El tiempo para las personas de la tercera edad o para la infancia es determinante. Experimentar la pobreza durante la infancia tiene consecuencias negativas que perduran toda la vida. Mientras que la media de países de la Unión Europea invierte un 2,2% de su Producto Interior Bruto (PIB) en políticas activas a favor de la infancia y de la familia, en España esta inversión se reduce al 1,4%. Y la situación de pobreza infantil con la crisis económica se ha incrementado.

Hay que poner en marcha las alarmas sociales.

No podemos esperar que la situación económica mejore.

Los niños y niñas afectados por la pobreza no tienen tiempo de espera.

Las entidades de Iglesia y la parte de Iglesia que representamos debemos levantar nuestra voz para defender los derechos de la infancia.

En primer lugar, debemos tomar conciencia entre nosotros mismos de la situación en que viven tantos y tantos niños y niñas, incluso dentro de nuestras propias Comunidades Locales.

En segundo lugar, una vez lo tengamos claro, hay que sumar a los movimientos ciudadanos y a las entidades sociales que trabajan a favor de la infancia para revertir esta situación.

Invertir en la infancia no es un gasto ni es una estrategia de futuro.

Invertir en la infancia es un derecho al que no hemos ni podemos renunciar.

No tenemos que invertir en la infancia porque no hacerlo conllevará un gasto económico y social aún mayor en un futuro no lejano.

Debemos denunciar la mirada mercantilista y la mirada economicista que se quiere imponer en nuestra sociedad.

Tenemos que hablar de derechos.

Debemos hablar de los derechos de la infancia.

Y también tenemos que hablar de los derechos que Jesús dio a los niños, a los más pequeños de la casa.

Jesús nos enseñó que los más pequeños de la casa forman parte de su Reino, forman parte del Reino de Dios.

Dejar fuera la infancia del Reino de Dios es inaceptable a toda costa.

El primer paso es tomar conciencia.

El segundo paso es actuar en conciencia.

Cáritas acaba de publicar un estudio según el cual España es el segundo de Europa en pobreza infantil. Evidentemente hay quien quisiera amordazar ésta y otras voces que ponen el dedo en la llaga.

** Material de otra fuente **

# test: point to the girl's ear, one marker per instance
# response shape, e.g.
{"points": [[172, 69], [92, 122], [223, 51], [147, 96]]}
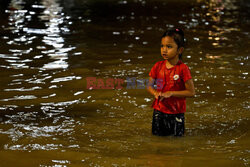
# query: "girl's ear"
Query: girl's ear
{"points": [[180, 50]]}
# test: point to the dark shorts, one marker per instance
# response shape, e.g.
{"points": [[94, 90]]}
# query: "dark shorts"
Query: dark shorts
{"points": [[168, 124]]}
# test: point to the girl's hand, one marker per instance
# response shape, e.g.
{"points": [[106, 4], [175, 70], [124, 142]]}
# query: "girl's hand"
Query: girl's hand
{"points": [[166, 95]]}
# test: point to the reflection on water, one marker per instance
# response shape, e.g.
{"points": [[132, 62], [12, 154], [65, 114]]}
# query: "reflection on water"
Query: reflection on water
{"points": [[49, 47]]}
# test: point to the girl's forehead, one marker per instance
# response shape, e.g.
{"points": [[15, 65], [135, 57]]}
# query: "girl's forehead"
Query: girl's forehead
{"points": [[168, 39]]}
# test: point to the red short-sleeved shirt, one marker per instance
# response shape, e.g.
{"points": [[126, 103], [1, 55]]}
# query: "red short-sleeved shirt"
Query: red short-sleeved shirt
{"points": [[172, 79]]}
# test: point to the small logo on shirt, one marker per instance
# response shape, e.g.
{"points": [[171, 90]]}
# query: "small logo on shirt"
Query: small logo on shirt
{"points": [[176, 77]]}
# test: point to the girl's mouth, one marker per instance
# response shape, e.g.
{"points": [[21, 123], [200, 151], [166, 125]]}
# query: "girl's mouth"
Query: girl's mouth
{"points": [[164, 55]]}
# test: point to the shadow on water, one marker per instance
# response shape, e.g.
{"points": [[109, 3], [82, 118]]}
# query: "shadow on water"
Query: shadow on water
{"points": [[50, 47]]}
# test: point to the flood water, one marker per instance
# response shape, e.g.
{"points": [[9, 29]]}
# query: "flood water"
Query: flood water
{"points": [[49, 48]]}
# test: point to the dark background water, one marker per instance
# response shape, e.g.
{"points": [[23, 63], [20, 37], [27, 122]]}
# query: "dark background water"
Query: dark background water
{"points": [[48, 48]]}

Por este motivo ahora es cuando hay que mostrar nuestra solidaridad con Cáritas.

La valentía de Cáritas de decir las cosas tal como son, y de decirlo desde su plataforma, ha permitido amplificar el drama de la pobreza que se está viviendo.

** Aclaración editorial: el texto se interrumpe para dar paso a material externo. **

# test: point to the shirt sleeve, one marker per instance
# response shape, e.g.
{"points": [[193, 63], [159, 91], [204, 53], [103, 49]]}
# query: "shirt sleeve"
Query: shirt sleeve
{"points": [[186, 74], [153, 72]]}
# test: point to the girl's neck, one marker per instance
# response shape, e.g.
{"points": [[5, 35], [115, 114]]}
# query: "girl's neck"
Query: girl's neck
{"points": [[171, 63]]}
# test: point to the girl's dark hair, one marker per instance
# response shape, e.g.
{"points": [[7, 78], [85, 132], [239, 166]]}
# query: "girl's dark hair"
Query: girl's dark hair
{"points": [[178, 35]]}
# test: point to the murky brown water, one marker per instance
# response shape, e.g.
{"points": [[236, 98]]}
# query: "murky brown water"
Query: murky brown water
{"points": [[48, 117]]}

En este país hay debates que siempre se quieren ahogar. La necesidad de ayudar a las familias a educar a sus hijos, la libertad religiosa, la pobreza y otros son debates que, en el supuesto que se abran, se hacen con la boca pequeña y terminan sin cambios sustanciales que modifiquen la situación actual.

Pero la realidad es terca y acaba imponiéndose.

Es el caso de la pobreza.

No podemos ocultar el incremento de la pobreza extrema y de la pobreza relativa de los últimos años.

Incluso la propia Unión Europea ha denunciado esta situación.

La denuncia de Cáritas, y de todas las otras ONGs de Acción Social que lo han hecho y que lo seguirán haciendo, no debe caer en saco roto. Debe contribuir a incrementar la conciencia social.

Difundir el dolor que generan estas situaciones es una buena manera de contribuir a incrementar nuestra conciencia social.